Polyhedral Optimizations of Explicitly Parallel Programs

Abstract

The polyhedral model is a powerful algebraic framework that has enabled significant advances to analysis and transformation of sequential affine (sub)programs, relative to traditional AST-based approaches. However, given the rapid growth of parallel software, there is a need for increased attention to using polyhedral frameworks to optimize explicitly parallel programs. An interesting side effect of supporting explicitly parallel programs is that doing so can also enable optimization of programs with unanalyzable data accesses within a polyhedral framework. In this paper, we address the problem of extending polyhedral frameworks to enable analysis and transformation of programs that contain both explicit parallelism and unanalyzable data accesses. As a first step, we focus on OpenMP loop parallelism and task parallelism, including task dependences from OpenMP 4.0. Our approach first enables conservative dependence analysis of a given region of code. Next, we identify happens-before relations from the explicitly parallel constructs, such as tasks and parallel loops, and intersect them with the conservative dependences. Finally, the resulting set of dependences is passed on to a polyhedral optimizer, such as PLuTo and PolyAST, to enable transformation of explicitly parallel programs with unanalyzable data accesses.

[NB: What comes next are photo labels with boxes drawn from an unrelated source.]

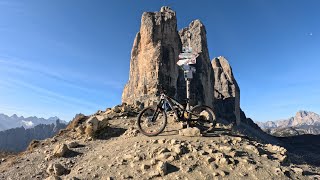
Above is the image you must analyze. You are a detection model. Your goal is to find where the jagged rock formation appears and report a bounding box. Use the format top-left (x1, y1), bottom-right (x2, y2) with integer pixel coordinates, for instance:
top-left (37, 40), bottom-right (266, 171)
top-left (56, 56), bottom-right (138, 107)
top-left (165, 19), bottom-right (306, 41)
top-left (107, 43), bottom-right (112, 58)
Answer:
top-left (0, 120), bottom-right (66, 152)
top-left (177, 20), bottom-right (215, 107)
top-left (212, 56), bottom-right (241, 124)
top-left (122, 7), bottom-right (214, 106)
top-left (122, 7), bottom-right (181, 105)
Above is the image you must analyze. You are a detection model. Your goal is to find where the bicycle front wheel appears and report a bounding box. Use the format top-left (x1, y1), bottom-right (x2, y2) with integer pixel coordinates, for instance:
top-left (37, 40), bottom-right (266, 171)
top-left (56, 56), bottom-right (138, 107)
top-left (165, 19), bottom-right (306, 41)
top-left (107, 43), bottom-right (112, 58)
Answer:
top-left (189, 105), bottom-right (217, 133)
top-left (137, 106), bottom-right (167, 136)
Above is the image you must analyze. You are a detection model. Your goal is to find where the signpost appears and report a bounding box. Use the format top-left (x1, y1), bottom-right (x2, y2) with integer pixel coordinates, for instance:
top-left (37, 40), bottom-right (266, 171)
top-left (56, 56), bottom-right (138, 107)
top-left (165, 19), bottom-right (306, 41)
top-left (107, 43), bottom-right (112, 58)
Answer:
top-left (177, 31), bottom-right (199, 126)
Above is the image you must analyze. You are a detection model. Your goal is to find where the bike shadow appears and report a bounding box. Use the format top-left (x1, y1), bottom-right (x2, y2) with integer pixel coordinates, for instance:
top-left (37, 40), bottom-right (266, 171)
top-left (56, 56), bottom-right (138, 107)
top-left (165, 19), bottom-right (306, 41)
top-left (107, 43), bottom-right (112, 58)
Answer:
top-left (158, 128), bottom-right (238, 138)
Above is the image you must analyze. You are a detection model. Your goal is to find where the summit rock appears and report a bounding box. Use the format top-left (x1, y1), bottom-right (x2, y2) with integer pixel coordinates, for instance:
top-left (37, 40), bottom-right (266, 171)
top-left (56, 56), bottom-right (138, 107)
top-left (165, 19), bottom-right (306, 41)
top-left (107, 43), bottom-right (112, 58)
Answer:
top-left (212, 56), bottom-right (241, 124)
top-left (122, 7), bottom-right (181, 105)
top-left (122, 7), bottom-right (214, 107)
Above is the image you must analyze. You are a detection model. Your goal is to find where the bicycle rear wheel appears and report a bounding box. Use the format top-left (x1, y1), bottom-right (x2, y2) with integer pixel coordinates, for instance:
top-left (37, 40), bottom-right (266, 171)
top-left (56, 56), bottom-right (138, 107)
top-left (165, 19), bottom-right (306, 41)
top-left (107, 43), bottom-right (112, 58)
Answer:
top-left (189, 105), bottom-right (217, 133)
top-left (137, 106), bottom-right (167, 136)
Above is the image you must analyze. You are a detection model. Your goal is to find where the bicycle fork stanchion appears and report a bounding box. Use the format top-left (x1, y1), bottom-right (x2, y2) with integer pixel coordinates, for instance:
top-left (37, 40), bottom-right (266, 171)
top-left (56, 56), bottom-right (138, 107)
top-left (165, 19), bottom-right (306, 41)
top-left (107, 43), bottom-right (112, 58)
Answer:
top-left (186, 79), bottom-right (190, 128)
top-left (177, 31), bottom-right (199, 127)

We evaluate our approach using eleven OpenMP benchmark programs from the KASTORS and Rodinia benchmark suites. We show that 1) these benchmarks contain unanalyzable data accesses that prevent polyhedral frameworks from performing exact dependence analysis, 2) explicit parallelism can help mitigate the imprecision, and 3) polyhedral transformations with the resulting dependences can further improve the performance of the manually-parallelized OpenMP benchmarks. Our experimental results show geometric mean performance improvements of 1.62x and 2.75x on the Intel Westmere and IBM Power8 platforms respectively (relative to the original OpenMP versions).